The reality is that banks’ investment banking division (IBD) and markets businesses counterbalance each other. When one is doing well, the other usually isn’t. When the economic outlook is clear, interest rates are stable, and equity markets are rising, corporates will have the confidence to engage in M&A and companies will list on equity markets. When the economic outlook is unclear, when equity markets are declining, interest rates are diverging and currencies are fluctuating, there will be less M&A and IPO activity, but a lot more fixed income trading.
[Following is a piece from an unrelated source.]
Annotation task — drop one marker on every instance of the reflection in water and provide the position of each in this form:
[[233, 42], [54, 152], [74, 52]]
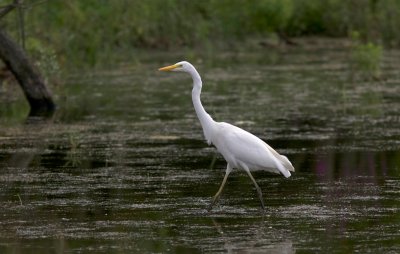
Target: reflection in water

This is the situation banks find themselves in now. Since mid-October, volatility has risen but the FTSE 100 and S&P 500 have been in steep decline. Suddenly, banking executives are talking down the prospects for IBD and talking up the prospects for fixed income sales and trading. “We have seen a mixed start to October, with recent market volatility benefitting certain businesses across both divisions, while negatively impacting others,” said Credit Suisse CEO, Brady Dougan cryptically this morning. And then – to clarify that the negative impact is likely to be felt in IBD, Dougan added: “We have a strong advisory and underwriting pipeline, but the pace of execution in the fourth quarter will depend on market conditions.”
Hiring and firing and hiring and firing
The sudden turning of market sentiment against advisory businesses leaves banks looking a little behind the curve. Senior M&A hires made in the fourth quarter may find the party’s over when they finally arrive post-gardening leave in early 2015.
Credit Suisse looks especially guilty of mistiming. The bank said today that it will be cutting staff from its equities and fixed income trading businesses. This comes after Credit Suisse said a few weeks ago that it was in the market for some more senior M&A staff. The M&A hiring follows the ill-advised dumping of 30% of its European directors and managing directors in IBD just before deals picked up in 2012.
Meanwhile, there are signs that banks might be rethinking staffing needs in their fixed income businesses. UBS has been spotted making some big hires across credit and rates trading. Barclays, which said in May that its investment bank was, “too exposed to volatility in FICC,” and that the Barclays group was, “too exposed to volatility in the Investment Bank,” has started talking up its volatility-led businesses again. “Now, importantly we’re not exiting the Macro businesses,” said Tom King last month. “We’re deploying much less capital but keeping ourselves in position to capture volatility when and as it returns to the market.”
Fixed income traders aren’t in the clear. Leverage constraints and the increased capital cost of their trades aren’t going to go away and their desks still stand to be buffeted by fines related to FX fixing and increased electronic trading. However, the unprecedentedly low volumes and low volatility that characterized 2014 may not persist into 2015. Fixed income is reviving. And all those newly hired M&A and ECM bankers may want to watch their backs.